My only first date happened in the second week of ninth grade, and I'm still with that boy now, in our second year of college. Anything I know about how flirting, casual dating, and hookups work for adults has come from secondary sources: my friends, social media, and TV. I'm not confident in my ability to recognize when I'm being hit on by a stranger because I've never needed to know. (Back in ninth grade, the pickup lines involved complimenting my handwriting and offering me frozen yogurt.) I have a lot of experience dating one person, but I wouldn't have the first clue how to date anyone else.
2. You actually don't have great relationship advice.
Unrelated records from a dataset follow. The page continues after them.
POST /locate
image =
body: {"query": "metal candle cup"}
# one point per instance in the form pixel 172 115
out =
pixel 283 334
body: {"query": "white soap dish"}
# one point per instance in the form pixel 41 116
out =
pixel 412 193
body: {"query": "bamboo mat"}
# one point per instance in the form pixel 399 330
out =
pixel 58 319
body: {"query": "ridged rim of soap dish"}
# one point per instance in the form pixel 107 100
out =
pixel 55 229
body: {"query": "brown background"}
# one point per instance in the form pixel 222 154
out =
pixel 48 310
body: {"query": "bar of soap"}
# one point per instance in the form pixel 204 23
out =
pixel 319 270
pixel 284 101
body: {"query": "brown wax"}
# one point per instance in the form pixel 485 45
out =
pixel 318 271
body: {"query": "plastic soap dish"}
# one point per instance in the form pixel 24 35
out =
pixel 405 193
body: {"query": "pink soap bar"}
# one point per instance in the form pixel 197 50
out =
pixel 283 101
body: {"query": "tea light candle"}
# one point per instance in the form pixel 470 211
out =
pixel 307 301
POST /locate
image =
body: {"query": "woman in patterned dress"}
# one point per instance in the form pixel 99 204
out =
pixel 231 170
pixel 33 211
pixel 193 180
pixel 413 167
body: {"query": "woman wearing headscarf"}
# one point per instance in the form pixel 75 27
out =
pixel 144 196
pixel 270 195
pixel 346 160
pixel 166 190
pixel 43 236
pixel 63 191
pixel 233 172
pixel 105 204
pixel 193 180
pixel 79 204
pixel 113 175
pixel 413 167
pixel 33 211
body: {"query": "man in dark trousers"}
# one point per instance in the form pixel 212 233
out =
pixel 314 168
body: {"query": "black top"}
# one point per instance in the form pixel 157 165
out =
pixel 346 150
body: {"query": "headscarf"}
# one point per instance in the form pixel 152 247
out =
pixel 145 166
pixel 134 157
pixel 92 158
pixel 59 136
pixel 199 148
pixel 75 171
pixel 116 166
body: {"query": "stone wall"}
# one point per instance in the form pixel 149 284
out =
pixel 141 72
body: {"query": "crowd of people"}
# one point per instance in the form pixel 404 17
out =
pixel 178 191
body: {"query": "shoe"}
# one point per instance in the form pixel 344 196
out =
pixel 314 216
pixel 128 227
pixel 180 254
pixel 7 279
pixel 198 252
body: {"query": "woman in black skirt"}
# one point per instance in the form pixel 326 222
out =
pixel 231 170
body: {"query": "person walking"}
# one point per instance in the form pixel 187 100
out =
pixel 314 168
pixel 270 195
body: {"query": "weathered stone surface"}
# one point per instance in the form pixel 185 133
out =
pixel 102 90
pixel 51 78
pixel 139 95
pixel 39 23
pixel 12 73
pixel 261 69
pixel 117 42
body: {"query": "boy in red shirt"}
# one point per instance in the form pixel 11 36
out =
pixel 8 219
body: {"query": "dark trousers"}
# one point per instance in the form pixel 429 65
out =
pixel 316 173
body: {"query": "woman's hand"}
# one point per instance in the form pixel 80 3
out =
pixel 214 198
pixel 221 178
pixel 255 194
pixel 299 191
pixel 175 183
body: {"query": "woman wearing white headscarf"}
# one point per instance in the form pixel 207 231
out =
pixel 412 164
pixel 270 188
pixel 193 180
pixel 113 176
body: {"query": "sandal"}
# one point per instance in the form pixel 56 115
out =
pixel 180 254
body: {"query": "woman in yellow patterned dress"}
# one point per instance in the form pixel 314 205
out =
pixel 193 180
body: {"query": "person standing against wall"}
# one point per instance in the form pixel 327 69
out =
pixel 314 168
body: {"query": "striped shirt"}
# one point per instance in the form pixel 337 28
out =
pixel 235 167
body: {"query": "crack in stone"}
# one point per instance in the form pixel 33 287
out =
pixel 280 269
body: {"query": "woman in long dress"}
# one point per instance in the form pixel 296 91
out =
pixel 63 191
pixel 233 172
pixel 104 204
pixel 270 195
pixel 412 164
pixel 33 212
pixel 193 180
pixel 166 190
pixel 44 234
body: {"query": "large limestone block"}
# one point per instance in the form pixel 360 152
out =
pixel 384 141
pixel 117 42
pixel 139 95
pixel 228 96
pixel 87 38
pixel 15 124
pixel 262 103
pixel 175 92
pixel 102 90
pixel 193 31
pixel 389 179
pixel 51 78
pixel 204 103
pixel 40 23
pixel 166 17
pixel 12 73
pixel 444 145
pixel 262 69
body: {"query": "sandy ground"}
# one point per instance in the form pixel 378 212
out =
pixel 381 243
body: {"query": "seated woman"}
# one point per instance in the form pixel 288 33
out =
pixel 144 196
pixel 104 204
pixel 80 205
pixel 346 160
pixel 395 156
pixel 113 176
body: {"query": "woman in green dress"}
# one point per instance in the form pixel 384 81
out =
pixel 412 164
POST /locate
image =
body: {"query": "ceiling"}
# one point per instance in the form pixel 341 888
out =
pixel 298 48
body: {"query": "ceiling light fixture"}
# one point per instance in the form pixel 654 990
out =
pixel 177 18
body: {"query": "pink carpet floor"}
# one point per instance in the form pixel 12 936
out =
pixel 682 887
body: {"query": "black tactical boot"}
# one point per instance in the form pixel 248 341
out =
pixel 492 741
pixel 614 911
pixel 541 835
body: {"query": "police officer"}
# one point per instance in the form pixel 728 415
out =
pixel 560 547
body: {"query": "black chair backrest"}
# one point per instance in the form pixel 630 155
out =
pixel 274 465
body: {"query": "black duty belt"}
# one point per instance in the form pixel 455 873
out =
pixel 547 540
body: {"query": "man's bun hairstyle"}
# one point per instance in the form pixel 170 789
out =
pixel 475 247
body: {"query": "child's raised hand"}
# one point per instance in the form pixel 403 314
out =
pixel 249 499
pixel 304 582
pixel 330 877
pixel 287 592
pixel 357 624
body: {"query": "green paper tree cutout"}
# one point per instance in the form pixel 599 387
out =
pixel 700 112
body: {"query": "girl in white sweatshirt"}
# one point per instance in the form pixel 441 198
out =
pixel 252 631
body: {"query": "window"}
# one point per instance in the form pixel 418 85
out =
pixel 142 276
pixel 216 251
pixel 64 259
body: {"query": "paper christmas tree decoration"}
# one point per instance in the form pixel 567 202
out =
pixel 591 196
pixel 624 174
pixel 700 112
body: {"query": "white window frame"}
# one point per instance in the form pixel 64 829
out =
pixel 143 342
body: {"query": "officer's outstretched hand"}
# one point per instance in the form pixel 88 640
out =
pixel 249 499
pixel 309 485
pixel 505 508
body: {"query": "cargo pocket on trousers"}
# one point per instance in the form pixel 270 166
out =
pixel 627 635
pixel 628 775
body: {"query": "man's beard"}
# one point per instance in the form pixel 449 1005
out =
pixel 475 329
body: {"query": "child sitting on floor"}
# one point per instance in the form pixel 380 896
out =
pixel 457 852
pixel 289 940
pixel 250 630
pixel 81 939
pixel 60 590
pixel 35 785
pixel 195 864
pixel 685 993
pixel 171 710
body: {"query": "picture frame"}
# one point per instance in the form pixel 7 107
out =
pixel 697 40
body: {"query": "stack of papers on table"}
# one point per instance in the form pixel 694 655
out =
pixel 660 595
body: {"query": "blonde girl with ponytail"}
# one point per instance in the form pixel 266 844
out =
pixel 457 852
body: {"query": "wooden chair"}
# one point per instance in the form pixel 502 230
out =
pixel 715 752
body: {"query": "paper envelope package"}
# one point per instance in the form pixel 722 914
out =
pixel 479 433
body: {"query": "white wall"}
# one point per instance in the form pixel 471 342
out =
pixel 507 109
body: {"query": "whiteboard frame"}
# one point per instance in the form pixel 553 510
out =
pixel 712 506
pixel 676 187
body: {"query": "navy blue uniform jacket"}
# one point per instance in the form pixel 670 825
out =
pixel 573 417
It seems like I should have words of wisdom to offer about how to develop a long-term relationship because I'm in one, but I don't. I didn't try to make this happen; it just did. I didn't date and experiment and refine my romantic preferences in order to get here; I got a life partner on the first try.
I can recommend good communication and mutual respect once you've started a relationship, but meeting a compatible person with whom to start that relationship is really just a matter of luck and timing. I got very lucky very early in life. But I can't help anybody replicate that.
3. You don't know anything about breakups or exes, either.
I can sympathize with the pain of losing your significant other and then having to treat your former best friend like a stranger. I've watched a lot of movies featuring the ice cream binges and spontaneous bang cutting that apparently arise from breakups. But I have no personal experience—thankfully.
I've seen some people argue that heartbreak is a fundamental and formative part of growing up. But I like to think I'm managing to grow just fine through disappointment and emotional setbacks of the non-romantic variety.
4. You don't really remember what it feels like to be single.
I see a lot of articles about how being single is actually the best time of your life, but I hope that's not true, because I haven't been single since middle school, and that was definitely not the best time in my life.
But in all seriousness, I know about as much about being single as I do about flirting. Since I have no desire to kiss strangers and I'm perfectly capable of participating in girls' nights by simply not bringing my boyfriend along, I'm not exactly sure what I'm missing.
5. You live vicariously through your friends' love lives.
I'm absolutely happy in my own relationship, and I fully intend to live the rest of my life without feeling the butterflies of first love again (because the security of longtime love is so much more satisfying). But hearing other people talk about their butterflies is one of my favorite activities. And on the flip side, while I'm very happy to have zero relationship disaster stories of my own, I'm always open to participate in a juicy round of ex-bashing on someone else's behalf. Watching other people's romantic rollercoasters is so much better than experiencing one of my own.
6. You get a little judgmental about relationship lengths.
I'm not proud of it, but I roll my eyes when I see couples gushing about their eternal love after having dated for a whopping six months. I try not to be smugly superior about my own longer relationship, since it's not as if I earned it—I was just lucky, and that doesn't make me better than anyone else.
But I'm not going to lie, sometimes it feels good to raise my eyebrows at newly-formed couples who assume their tally count in months is impressive.
7. You go out of your way to make sure people know you as an individual.
I've been part of a unit for a long time. My relationship is a huge part of my identity—the same way all my other long-term friend and family relationships have imprinted on me. But I don't ever want people to think of me as half a person. You can invite me to something without my boyfriend, or vice versa. You can be friends with one of us and not the other. You can treat us as individuals, because we are. We're just individuals who team up on most of life's projects.
8. You're protective of your friends in relationships.
I know what a healthy, supportive relationship looks like. I know that good guys exist, because I spend a lot of my time with one. I know romance isn't dead, because I've gotten a lot of roses and emotional support in the past five years.
I'm not about to let my friends settle for less.
9. You can't imagine life without your best friend.
For the past five years, my boyfriend has celebrated every milestone and mourned every disappointment in my life alongside me. I know him better than I know anyone else, and I'm confident he feels the same way about me. I tell him everything, from the trivial things I do each day to the deep secrets I've never shared with anyone else. He truly is my equal partner in everything I do, and I can't remember ever being without him. I don't want to.